With this week’s Torah portion comes the beginning of the Exodus story, including the first seven of the ten plagues. These are presented as an expression of God’s intervention in nature, through which the Egyptians were to learn that it is not right for one human being to enslave another. In our youth, many of us were taught that these plagues were really only natural events, albeit extreme, which were then exaggerated and embellished over the centuries in the collective memory of our people and finally recorded in the Torah as God’s supernatural handiwork.

Regardless of what happened, or didn’t happen, historically, the Torah is trying to tell us something else. In describing these plagues, as well as all of God’s miraculous deeds in the first part of the book of Exodus, the text uses the terms otot—“signs—and moftimwonders—neither of which means natural events.
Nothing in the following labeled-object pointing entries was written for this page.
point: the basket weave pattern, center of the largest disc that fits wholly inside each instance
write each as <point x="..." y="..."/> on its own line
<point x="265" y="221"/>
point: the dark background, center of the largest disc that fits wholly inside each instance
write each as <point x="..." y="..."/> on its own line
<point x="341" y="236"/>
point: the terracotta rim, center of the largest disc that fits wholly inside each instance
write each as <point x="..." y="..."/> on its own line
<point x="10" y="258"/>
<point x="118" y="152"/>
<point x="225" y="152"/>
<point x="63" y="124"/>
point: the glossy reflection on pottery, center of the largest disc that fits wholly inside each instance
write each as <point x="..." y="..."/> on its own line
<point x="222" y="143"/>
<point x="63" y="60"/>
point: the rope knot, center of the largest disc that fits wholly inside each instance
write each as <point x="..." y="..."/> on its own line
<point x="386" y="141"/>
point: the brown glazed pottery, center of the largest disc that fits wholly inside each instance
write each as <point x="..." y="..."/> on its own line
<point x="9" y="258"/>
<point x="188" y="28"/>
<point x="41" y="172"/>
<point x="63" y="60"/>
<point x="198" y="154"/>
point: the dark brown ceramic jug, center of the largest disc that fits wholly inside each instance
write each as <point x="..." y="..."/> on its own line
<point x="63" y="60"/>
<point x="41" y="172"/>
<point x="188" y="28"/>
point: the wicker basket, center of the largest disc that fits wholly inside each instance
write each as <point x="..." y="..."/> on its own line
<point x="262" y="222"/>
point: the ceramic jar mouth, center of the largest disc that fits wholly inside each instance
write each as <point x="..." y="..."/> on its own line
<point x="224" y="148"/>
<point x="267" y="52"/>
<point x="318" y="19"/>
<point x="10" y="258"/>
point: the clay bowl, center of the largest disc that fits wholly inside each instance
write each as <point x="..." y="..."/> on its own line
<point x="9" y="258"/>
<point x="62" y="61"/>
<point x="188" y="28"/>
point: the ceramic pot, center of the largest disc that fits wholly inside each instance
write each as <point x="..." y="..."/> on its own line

And the Torah comes to teach us that human involvement (here by Moses and Aaron) is necessary to effect these signs and wonders. The plagues, the parting of the Reed Sea, the rock flowing with water—none of these things happen without human participation in bringing about the miracle. Moses and Aaron are not seen as possessing miraculous powers on their own; rather, they partner with God to bring about needed change in reality as they know it. Only after that reality—the laws of nature—has been altered can the Israelites raise up their heads and demand their freedom. Only after these changes to the world as they knew it did the Egyptians’ determination to dominate another nation begin to break down.

I’ve been thinking a lot over this last weekend of commemorating the life and work of Dr. Martin Luther King. About how he and all those who worked on behalf of civil and human rights in this country were working miracles. They risked (and sometimes lost) their lives to challenge the so-called natural order of race relations, and while many of them prayed for God’s intervention, they didn’t stand by and wait. They became God’s partners in seeking and achieving justice.

I’ve also been thinking about how much more there is to do rectify racial disparity in our country and how we, in the Or Hamidbar community, might best be involved in this work. How might we be those human beings who partner with God in creating miracles, the changes so necessary to our community, our nation, and the whole world?

I hope to have some concrete suggestions in the weeks to come, but in the meantime, I invite everyone to consider renewing our sense of wonder and our ability to perceive the positive events around us as signs for us to partner with God in working miracles.